I'm curious to read the second part of this post. What will you do when your boys are mad for Legos in the pre-teen years? Or those (super-expensive!) robotix Legos?

I was reading something about the purpose of toys, I think from a Montessori article linked to from the blog Starry Sky Ranch (how's that for meandering?), which suggested that when considering buying an educational toy evaluate how well does it do the job it's designed for? If your Jr. Leapster is meant to teach numbers or the alphabet, does your child really need it if they really already know all that? Or does your child does want it because it looks fun and plays music? So many times relatives give well-meant gifts of battery-operated junk because they think it's "educational."

Many toys in our home make their way to the donation box, some covertly, some by the children's own choice.

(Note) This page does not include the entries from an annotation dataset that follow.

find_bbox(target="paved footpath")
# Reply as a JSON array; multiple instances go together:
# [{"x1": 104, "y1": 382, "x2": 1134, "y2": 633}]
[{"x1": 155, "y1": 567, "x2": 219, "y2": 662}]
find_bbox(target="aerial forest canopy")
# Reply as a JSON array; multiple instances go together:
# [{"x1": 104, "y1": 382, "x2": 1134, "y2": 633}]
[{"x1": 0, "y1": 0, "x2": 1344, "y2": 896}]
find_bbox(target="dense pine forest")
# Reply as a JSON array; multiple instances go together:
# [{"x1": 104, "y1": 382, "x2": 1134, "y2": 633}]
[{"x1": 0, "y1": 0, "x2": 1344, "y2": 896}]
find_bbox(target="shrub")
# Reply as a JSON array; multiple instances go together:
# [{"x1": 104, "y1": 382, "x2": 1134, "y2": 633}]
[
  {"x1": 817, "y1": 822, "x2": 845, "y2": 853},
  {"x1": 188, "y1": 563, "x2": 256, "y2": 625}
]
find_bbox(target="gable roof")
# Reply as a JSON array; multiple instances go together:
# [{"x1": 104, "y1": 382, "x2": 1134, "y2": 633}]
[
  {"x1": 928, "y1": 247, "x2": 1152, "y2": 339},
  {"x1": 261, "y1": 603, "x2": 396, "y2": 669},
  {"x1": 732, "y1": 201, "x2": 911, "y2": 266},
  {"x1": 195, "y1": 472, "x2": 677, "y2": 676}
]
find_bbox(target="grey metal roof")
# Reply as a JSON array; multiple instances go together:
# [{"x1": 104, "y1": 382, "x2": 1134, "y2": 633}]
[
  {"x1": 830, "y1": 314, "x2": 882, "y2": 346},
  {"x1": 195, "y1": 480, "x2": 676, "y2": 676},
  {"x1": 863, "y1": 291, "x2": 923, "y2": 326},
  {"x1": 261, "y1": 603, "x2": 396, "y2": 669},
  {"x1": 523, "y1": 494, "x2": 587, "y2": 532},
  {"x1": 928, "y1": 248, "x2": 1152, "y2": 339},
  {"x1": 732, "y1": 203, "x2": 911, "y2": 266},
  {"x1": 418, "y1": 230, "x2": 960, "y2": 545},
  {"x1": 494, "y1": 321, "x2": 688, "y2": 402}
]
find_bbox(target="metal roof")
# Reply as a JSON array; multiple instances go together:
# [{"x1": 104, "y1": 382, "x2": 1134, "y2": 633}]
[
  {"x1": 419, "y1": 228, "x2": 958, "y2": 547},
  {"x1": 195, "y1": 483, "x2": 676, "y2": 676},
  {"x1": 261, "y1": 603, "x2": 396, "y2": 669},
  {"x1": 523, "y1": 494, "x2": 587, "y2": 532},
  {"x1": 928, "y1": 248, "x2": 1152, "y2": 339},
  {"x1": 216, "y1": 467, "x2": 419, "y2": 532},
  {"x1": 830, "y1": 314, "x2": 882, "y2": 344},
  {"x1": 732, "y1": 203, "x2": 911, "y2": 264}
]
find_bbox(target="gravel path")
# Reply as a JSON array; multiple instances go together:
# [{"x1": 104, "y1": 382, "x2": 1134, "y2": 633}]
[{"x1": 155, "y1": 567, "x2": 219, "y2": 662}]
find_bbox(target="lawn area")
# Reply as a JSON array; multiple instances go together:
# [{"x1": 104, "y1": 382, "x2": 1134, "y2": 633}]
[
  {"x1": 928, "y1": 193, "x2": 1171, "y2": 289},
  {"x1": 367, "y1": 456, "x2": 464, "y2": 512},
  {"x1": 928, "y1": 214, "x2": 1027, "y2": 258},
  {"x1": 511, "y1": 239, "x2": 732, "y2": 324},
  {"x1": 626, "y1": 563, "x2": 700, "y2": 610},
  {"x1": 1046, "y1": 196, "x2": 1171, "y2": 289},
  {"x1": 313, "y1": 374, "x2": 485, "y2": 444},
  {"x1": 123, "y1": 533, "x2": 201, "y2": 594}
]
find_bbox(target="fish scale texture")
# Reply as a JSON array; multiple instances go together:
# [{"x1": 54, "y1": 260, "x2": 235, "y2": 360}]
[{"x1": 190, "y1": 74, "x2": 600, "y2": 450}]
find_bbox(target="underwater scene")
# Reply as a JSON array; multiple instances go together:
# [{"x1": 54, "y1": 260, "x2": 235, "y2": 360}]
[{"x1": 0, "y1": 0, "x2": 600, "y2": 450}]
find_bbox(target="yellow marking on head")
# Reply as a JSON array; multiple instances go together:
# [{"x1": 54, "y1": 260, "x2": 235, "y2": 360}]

Mainly their motivator is not having to clean up so many things! No matter how much they seem to want that New Toy, the novelty is mostly over after a few weeks.

Good for you, sticking to the principle of Beauty!

LeeAnn

one of us said...

What a lovely, well-put post! Thank you for these thoughts on wooden toys. I agree with you wholeheartedly and have the same frustrations with picking up ugly toys. If our lives as mothers are going to pratty much consist of seeing toys and picking them up 24-7, why not lay down the law and have only beautiful toys? After all, we do, as you say, have to lookat them all day!

This mother you speak of seems to epitomize just why I've always felt so naturally drawn to wooden toys.. because they FIT. ---Amen. Well said.

--Sia

Love2Learn Mom said...

Hi Regina!

It's nice to see you on the blogosphere. I so very much agree with you on the beauty thing, even though I'm not always that good at it. For me these things are largely about peace. John and I have been sincerely opposed to electronic toys since the kids were little (for similar reasons) and we used to joke about preferring "pre-Vatican II toys".

God Bless,

Alicia

Meredith said...

What a great reason to start editing our toys--thanks!

justine said...

Hi, Regina! Beautiful pictures! I've bookmarked you.

regina doman said...

Thanks Ladies! I appreciate all your comments!

BTW another disclaimer: Please don't imagine a perfect house or perfectly-followed ideals outside the margins of these pictures. I'm not trying to set up ideals of perfection here. I just want to share what inspires me.

Kristen Laurence said...

We buy mostly wooden toys as well, and for the same reasons. This blog is delightful! God bless.

abigail said...

I like and agree wholeheartedly with this post. Wood is superior to plastic any day of the week, in toys and other home components. I love wooden toys, as well as old metal ones.

Unfortunately, my own home doesn't fit in the plastic-free ideal (insert picture: stacked, small plastic bins, some of which are even filled with plastic toys!)

And why is it that people never place wooden kitchen sets and such on the roadside to be found by thrifty seekers like I?

FUR & FURless Children said...

I'm a mother of 2 experiencing the tiny toy pick up aspect of life for over 7 yrs of high tech toys. Honestly, I have to say that the idea of solid larger wooden items is appealing. I love kinnetix but for some odd reason my children love only the small round metal balls that hold the pieces together, hence I am picking up about 50 tiny little magnetic sticks off the ground that they have no interest in except to scatter. My own store focuses on Educational Wooden Toys http://www.furandfurlesschildren.com and the longer I work with and around these particular types of toys the more astounded I am at their durability, versatility and educational aspect. Boy I wish I would have had this perspective a whole lot sooner than this :-)

budgiejen said...

I 'almost' completely agree. No child, however, should be denied Legos. While a good set of wooden blocks can be just as much fun as Legos they are not the same. If you ask every famous engineer, architect, designer, sculptor, mathematician etc about the toys they played with most as a child Legos will come up again and again. Just be militant about having them pick up.